Governing Law; Venue. This Agreement shall be governed by and construed in accordance with the laws of the State of North Carolina without regard to conflict of laws principles. Any dispute regarding this Agreement shall be decided exclusively in the state and federal courts located in Mecklenburg County, North Carolina, and no party shall plead an inconvenient forum.

Survival. All Sections of this Agreement except Section 2 will survive termination of this Agreement.

Interpretation; Counterparts. The use of either gender or the neuter shall include the other gender and the neuter. References to Sections and subsections refer to Sections and subsections in this Agreement. Headings in this Agreement are for convenience only and will not be used to interpret its meaning. Once the User has executed or agreed to this Agreement and accessed the Site, the instrument the User has executed will serve as the executed Agreement, and all parties will be bound by it.

 

Consent to Conduct Transactions Electronically. The parties hereby consent to conduct this and future transactions between them electronically. The parties also agree that future transactions, including modifications of this Agreement, may (but need not be) made exclusively by electronic means. To request paper copies from the Company of any electronic document, the User must send a written request to Company, at the address above, stating the User’s full name and the e-mail address the User provided to the Company, and indicating that the User wishes to receive paper copies and providing a mailing address to send such copies. Each User is entitled to one (1) paper copy of the requested document, or the amount required by law, whichever number is fewer. At its sole discretion, the Company may require advance payment of a reasonable fee to make and send such copies. To withdraw consent for conducting transactions electronically, the User must send us an e-mail to the Company e-mail address for notices set forth in Section 11.f, stating the User’s full name and the e-mail address the User provided to the Company, and that indicates that the User wishes to withdraw consent. However, due to the nature of the Site, in the event the User withdraws consent for conducting transactions electronically, the Company may terminate this Agreement.
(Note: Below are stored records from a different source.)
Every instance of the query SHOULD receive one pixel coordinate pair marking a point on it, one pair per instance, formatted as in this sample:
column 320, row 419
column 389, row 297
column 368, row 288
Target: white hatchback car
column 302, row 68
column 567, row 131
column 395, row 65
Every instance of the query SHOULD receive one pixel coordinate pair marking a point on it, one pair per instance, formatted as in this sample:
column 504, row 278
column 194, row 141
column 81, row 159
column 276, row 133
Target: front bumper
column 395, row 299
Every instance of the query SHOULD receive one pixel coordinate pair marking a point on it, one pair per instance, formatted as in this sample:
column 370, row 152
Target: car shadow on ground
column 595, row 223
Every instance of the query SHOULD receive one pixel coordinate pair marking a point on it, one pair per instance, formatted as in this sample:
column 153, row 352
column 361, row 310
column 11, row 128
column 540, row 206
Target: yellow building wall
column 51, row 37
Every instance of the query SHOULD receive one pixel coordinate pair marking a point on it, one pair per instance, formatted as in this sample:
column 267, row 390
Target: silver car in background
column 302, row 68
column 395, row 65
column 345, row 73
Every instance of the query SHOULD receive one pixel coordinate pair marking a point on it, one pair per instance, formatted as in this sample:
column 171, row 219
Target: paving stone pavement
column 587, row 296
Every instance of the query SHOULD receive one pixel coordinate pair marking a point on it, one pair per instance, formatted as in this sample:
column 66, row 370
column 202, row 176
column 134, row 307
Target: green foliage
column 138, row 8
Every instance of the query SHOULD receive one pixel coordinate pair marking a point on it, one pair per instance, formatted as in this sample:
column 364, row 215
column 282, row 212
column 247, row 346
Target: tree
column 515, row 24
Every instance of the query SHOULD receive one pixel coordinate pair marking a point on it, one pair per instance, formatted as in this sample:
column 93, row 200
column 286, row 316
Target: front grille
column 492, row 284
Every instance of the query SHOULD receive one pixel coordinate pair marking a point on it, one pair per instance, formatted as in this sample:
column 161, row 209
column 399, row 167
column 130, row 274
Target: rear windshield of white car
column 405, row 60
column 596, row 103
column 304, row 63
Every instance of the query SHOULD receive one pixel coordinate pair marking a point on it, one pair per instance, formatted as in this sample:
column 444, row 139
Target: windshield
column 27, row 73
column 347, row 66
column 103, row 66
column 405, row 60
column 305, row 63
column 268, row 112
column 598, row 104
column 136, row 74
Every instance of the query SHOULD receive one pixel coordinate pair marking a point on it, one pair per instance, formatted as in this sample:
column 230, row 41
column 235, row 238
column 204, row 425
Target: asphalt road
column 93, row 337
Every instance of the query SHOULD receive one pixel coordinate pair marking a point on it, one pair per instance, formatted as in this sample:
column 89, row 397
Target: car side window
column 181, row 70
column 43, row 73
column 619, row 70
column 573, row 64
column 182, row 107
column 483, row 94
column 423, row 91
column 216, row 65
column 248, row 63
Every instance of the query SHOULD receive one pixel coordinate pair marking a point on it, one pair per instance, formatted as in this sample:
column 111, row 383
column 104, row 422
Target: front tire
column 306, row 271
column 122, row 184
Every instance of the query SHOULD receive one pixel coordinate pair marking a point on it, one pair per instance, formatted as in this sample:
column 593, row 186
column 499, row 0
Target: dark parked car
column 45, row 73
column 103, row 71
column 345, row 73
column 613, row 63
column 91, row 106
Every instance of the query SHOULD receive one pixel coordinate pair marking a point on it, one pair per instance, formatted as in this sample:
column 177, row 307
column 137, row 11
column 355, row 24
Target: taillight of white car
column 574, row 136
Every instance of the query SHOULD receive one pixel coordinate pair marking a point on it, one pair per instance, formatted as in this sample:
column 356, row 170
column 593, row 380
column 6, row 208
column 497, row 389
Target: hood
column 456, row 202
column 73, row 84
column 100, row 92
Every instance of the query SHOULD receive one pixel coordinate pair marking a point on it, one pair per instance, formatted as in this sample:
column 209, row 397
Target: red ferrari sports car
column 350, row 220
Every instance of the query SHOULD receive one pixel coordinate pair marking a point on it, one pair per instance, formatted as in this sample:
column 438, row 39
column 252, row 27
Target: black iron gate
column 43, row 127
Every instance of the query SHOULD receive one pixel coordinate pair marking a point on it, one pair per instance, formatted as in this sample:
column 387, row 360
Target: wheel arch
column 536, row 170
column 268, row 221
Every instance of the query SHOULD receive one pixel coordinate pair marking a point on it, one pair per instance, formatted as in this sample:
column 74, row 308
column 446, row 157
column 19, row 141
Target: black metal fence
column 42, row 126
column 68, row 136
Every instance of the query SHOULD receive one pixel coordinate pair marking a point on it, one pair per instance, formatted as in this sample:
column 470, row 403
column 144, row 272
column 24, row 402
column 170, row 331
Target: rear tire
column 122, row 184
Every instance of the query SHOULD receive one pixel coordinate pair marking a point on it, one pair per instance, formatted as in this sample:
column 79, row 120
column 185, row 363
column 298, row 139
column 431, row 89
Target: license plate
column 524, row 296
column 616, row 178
Execution. By checking the “I Agree” box, the User confirms all of the following: (i) the User can access and read this Agreement; (ii) the User can print this Agreement on paper, save it, or send it to a place where the User can print or save it, for future reference and access; (iii) the User accepts and intends to execute this Agreement; and

 

(iv) unless or until the User notifies the Company as described above, the User consents to all future transactions with the Company to be conducted, related disclosures by the Company to be made, and authorizations to be obtained by or provided to the Company, exclusively through electronic means (and not on paper), including any documents that are required to be provided or made available to the User by the Company. Permitting the User to access the Site, after the User has executed this Agreement, will serve as the Company’s acceptance and execution of this Agreement.